Ca_v3.2 channels and the induction of negative feedback in cerebral arteries

Rationale: T-type (Ca_V3.1/Ca_V3.2) Ca²⁺ channels are expressed in rat cerebral arterial smooth muscle. Although present, their functional significance remains uncertain with findings pointing to a variety of roles. Objective: This study tested whether Ca_V3.2 channels mediate a negative feedback response by triggering Ca²⁺ sparks, discrete events that initiate arterial hyperpolarization by activating large-conductance Ca²⁺-activated K⁺ channels. Methods and Results: Micromolar Ni²⁺, an agent that selectively blocks Ca_V3.2 but not Ca_V1.2/Ca_V3.1, was first shown to depolarize/constrict pressurized rat cerebral arteries; no effect was observed in Ca_V3.2^-/- arteries.

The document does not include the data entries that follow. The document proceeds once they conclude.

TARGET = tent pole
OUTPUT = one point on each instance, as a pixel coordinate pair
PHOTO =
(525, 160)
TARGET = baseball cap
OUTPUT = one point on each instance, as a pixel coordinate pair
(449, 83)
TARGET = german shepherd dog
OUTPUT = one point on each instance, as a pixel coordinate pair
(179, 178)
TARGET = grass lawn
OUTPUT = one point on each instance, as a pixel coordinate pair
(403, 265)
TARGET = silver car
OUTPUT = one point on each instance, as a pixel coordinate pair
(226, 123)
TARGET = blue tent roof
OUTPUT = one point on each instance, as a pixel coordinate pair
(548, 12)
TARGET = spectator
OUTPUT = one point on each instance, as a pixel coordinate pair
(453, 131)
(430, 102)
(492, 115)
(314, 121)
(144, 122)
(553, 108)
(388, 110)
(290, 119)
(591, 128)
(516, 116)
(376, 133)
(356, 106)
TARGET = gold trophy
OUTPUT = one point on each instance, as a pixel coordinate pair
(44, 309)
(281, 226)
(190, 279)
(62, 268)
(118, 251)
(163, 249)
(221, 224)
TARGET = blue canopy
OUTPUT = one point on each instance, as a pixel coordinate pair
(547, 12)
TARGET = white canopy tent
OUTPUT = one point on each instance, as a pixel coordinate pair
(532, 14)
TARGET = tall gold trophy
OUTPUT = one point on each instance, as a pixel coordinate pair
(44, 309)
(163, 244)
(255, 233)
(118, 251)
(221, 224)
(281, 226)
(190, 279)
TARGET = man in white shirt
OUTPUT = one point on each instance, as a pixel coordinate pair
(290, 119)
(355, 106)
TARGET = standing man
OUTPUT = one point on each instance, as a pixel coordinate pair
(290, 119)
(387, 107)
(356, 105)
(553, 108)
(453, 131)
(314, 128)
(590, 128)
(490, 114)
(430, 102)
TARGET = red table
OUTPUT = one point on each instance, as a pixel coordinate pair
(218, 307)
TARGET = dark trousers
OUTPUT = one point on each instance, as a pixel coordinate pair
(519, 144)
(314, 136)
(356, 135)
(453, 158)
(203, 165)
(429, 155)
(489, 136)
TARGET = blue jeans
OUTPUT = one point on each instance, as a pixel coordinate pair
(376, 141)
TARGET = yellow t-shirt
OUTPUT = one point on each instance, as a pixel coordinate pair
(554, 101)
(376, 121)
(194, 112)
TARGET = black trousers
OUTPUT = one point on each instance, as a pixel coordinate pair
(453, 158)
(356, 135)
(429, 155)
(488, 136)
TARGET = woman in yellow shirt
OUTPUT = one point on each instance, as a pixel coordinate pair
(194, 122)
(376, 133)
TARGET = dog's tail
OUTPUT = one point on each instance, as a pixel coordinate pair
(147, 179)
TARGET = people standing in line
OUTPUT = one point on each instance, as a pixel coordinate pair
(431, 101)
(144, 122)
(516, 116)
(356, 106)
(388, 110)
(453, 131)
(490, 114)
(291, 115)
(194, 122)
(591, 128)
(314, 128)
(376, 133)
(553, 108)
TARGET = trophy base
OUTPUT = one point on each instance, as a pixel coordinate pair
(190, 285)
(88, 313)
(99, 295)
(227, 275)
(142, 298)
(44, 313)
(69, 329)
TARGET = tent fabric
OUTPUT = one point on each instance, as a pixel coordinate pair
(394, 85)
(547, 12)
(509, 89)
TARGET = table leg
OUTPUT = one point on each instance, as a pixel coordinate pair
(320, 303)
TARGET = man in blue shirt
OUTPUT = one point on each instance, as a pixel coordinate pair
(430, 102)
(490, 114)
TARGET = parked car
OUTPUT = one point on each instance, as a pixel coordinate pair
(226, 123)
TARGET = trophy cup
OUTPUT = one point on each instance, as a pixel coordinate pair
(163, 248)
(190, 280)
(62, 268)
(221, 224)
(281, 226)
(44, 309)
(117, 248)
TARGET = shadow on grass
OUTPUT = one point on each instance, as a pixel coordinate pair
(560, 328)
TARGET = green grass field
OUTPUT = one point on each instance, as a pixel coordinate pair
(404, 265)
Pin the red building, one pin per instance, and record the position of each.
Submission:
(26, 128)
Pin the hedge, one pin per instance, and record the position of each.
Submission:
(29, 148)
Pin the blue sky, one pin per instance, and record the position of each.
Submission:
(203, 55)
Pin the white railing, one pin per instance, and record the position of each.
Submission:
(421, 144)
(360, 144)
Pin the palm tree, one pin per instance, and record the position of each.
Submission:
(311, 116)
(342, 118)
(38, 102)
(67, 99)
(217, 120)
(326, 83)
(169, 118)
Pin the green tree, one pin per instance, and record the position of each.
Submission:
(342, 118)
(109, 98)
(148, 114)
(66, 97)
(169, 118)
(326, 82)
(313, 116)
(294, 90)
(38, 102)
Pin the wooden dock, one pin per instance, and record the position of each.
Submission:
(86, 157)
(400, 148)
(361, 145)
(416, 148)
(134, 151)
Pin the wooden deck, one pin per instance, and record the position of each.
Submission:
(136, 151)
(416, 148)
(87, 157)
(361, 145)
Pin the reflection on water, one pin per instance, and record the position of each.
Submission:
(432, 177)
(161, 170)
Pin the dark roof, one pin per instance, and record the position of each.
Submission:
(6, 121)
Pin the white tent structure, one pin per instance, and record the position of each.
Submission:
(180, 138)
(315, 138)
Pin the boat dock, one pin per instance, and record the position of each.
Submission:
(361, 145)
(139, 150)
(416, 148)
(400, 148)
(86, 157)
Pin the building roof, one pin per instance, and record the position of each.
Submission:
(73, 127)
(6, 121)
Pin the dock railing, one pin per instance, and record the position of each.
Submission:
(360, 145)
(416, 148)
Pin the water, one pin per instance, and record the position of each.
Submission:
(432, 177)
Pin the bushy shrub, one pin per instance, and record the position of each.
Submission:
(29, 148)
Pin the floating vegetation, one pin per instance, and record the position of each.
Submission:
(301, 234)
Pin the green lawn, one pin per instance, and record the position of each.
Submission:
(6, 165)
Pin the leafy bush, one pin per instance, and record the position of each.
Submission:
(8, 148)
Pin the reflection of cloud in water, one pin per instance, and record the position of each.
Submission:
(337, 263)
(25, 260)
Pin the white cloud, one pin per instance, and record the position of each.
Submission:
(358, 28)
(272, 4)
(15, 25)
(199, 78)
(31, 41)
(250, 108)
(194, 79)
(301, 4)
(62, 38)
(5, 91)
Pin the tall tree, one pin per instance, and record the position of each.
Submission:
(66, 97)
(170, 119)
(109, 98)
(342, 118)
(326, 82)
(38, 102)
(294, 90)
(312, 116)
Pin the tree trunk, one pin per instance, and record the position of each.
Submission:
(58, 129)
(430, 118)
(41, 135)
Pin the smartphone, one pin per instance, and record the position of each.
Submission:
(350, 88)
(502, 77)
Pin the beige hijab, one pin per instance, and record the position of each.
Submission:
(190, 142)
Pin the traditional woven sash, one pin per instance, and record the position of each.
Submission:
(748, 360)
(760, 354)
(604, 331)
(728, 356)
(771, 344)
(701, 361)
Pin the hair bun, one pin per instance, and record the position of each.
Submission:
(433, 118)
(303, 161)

Structural analysis using 3-dimensional tomography, immunolabeling, and a proximity ligation assay next revealed the existence of microdomains in cerebral arterial smooth muscle which comprised sarcoplasmic reticulum and caveolae. Within these discrete structures, Ca_V3.2 and ryanodine receptor resided in close apposition to one another. Computational modeling revealed that Ca²⁺ influx through Ca_V3.2 could repetitively activate ryanodine receptor, inducing discrete Ca²⁺-induced Ca²⁺ release events in a voltage-dependent manner. In keeping with theoretical observations, rapid Ca²⁺ imaging and perforated patch clamp electrophysiology demonstrated that Ni²⁺ suppressed Ca²⁺ sparks and consequently spontaneous transient outward K⁺ currents, large-conductance Ca²⁺ activated K⁺ channel mediated events. Additional functional work on pressurized arteries noted that paxilline, a large-conductance Ca²⁺-activated K⁺ channel inhibitor, elicited arterial constriction equivalent, and not additive, to Ni²⁺. Key experiments on human cerebral arteries indicate that Ca_V3.2 is present and drives a comparable response to moderate constriction. Conclusions: These findings indicate for the first time that Ca_V3.2 channels localize to discrete microdomains and drive ryanodine receptor-mediated Ca²⁺ sparks, enabling large-conductance Ca²⁺-activated K⁺ channel activation, hyperpolarization, and attenuation of cerebral arterial constriction.